Annual Report 2019
2.
Central Bank of the Republic of Armenia
Notes to the 2019 consolidated financial statements
Summary of significant accounting policies (continued)
(b) Basis of measurement
The consolidated financial statements have been prepared under the historical cost convention as modified by the initial
recognition of financial instruments based on fair value, and by the revaluation of financial assets at fair value through
other comprehensive income, and financial instruments categorised at fair value through profit or loss, including
derivative financial instruments. The principal accounting policies applied in the preparation of these consolidated
financial statements are set out below. These policies have been consistently applied to all the periods presented, unless
otherwise stated.
(c)
Form of presentation of the financial statements
In exceptional circumstances detailed disclosure of the information about the operations which occur in the respective
reporting period may lead to a loss of confidence spreading through the financial system of the Republic of Armenia as
a whole. Accordingly, although the financial effects of such operations will be included into the consolidated financial
statements of the Group, the Group may provide only limited disclosure in respect of such types of operations.
(d)
Functional and presentation currency
The national currency of the Republic of Armenia is the Armenian Dram ("AMD"), which is the Group's functional currency
and the currency in which these consolidated financial statements are presented. All financial information presented in
AMD has been rounded to the nearest thousand unless otherwise indicated.

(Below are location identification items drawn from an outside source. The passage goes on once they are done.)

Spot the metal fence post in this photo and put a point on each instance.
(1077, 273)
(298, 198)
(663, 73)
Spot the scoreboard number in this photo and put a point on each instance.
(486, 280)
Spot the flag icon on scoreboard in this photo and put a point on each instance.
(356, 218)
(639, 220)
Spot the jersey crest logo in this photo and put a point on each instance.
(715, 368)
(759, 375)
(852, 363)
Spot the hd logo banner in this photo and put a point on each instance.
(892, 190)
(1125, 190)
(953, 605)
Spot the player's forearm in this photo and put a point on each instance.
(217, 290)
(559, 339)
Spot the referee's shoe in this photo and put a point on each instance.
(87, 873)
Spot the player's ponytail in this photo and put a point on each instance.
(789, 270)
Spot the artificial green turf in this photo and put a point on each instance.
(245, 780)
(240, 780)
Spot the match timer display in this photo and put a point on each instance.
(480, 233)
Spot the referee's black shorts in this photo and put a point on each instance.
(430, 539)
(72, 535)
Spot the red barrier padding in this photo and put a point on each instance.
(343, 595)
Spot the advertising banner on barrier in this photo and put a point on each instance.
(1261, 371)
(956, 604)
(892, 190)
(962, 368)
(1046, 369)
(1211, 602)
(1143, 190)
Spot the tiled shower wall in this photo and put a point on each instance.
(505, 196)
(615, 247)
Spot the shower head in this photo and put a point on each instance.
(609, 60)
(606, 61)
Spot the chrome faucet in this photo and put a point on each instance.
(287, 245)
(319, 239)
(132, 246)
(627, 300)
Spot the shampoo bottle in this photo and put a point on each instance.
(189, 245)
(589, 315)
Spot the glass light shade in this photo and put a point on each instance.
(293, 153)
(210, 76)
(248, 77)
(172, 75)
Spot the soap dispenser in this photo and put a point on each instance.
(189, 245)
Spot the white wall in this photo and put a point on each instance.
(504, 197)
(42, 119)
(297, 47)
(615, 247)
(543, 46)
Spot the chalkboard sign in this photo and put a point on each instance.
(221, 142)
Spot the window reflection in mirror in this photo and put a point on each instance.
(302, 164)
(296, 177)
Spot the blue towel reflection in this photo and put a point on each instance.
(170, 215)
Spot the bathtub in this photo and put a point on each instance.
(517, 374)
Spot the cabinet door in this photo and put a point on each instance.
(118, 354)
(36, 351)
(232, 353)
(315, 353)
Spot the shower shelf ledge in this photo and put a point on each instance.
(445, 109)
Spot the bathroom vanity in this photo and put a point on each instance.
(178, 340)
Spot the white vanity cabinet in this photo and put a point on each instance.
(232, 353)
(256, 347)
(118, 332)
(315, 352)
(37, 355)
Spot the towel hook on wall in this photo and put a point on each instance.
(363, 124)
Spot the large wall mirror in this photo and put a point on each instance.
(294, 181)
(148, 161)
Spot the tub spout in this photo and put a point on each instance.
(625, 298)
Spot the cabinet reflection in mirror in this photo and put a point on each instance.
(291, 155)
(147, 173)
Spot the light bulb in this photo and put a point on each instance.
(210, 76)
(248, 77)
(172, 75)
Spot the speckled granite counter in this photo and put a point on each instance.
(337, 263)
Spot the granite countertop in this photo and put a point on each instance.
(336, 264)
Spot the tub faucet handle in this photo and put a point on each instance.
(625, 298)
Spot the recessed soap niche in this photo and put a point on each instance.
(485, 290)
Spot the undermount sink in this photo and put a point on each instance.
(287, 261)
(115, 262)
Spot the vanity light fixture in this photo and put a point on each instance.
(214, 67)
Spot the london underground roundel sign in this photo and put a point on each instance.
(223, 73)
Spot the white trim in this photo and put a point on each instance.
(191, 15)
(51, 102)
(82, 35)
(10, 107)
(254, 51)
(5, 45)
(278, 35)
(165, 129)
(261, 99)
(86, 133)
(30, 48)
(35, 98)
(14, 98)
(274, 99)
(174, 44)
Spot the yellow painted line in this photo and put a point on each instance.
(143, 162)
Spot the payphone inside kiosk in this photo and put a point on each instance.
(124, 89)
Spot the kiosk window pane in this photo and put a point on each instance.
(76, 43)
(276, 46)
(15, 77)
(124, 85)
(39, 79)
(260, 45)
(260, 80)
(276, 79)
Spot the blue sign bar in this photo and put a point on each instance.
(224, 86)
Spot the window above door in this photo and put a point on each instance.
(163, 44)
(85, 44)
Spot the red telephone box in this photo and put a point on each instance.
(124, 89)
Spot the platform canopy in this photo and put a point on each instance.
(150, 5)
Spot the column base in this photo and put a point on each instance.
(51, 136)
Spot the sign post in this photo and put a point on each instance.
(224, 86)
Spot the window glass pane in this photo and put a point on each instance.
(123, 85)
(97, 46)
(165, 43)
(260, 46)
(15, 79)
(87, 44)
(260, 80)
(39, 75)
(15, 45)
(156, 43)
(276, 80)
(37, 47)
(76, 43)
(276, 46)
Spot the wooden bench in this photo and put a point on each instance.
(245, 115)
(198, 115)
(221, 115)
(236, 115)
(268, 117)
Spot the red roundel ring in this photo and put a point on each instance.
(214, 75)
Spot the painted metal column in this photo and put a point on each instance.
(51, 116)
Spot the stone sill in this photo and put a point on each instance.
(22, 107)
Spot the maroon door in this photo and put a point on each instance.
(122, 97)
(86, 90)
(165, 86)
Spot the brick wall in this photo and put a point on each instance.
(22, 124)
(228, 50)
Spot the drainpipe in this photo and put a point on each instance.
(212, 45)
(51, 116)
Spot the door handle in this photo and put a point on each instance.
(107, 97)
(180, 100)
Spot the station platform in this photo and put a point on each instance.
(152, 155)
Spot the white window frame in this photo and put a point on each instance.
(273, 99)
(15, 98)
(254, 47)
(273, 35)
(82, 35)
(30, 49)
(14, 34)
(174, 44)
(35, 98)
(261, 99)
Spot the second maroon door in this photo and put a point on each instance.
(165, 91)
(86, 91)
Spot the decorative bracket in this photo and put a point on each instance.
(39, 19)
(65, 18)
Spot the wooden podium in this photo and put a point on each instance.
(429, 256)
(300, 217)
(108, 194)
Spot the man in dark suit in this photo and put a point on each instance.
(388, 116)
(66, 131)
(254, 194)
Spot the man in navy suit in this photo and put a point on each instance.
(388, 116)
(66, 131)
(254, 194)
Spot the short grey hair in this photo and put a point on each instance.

(e) Use of estimates and judgments
In the process of applying the Group's accounting policies, management has used its judgments and made estimates in
determining the amounts recognised in the consolidated financial statements. The most significant use of judgments and
estimates are as follows:
Fair value
Where the fair values of financial assets and financial liabilities recorded in the consolidated statement of financial position
cannot be derived from active markets, they are determined using a variety of valuation techniques that include the use
of mathematical models. The input to these models is taken from observable markets where possible, but where this is
not feasible, a degree of judgment is required in establishing fair values.
Assessment of impairment
The measurement of impairment losses across all categories of financial assets requires judgement, in particular, the
estimation of the amount and timing of future cash flows and collateral values when determining impairment losses and
the assessment of a significant increase in credit risk. These estimates are driven by a number of factors, changes in
which can result in different levels of allowances. The Group's expected credit losses ("ECL") calculations are outputs of
complex models with a number of underlying assumptions regarding the choice of variable inputs and their
interdependencies. Elements of the ECL models that are considered accounting judgements and estimates include:
The Group's internal credit grading model, which assigns PDs to the individual grades;
The Group's criteria for assessing if there has been a significant increase in credit risk and so allowances for
financial assets should be measured on a lifetime ECL ("LTECL") basis and the qualitative assessment;
Development of ECL models, including the various formulae and the choice of inputs;
Determination of associations between macroeconomic scenarios and, economic inputs, such as unemployment
levels and collateral values, and the effect on probability of defaults ("PD"), exposure at defaults ("EAD") and loss
given defaults (LGD);
Selection of forward-looking macroeconomic scenarios and their probability weightings, to derive the economic
inputs into the ECL models.
Transactions with related parties
In the normal course of business the Group enters into transactions with its related parties. IFRS 9 requires initial
recognition of financial instruments based on their fair values. Judgement is applied in determining if transactions are
priced at market or non-market interest rates, where there is no active market for such transactions. The basis for
judgment is pricing for similar types of transactions with unrelated parties and effective interest rate analysis. Terms and
conditions of related party balances are disclosed in Note 27.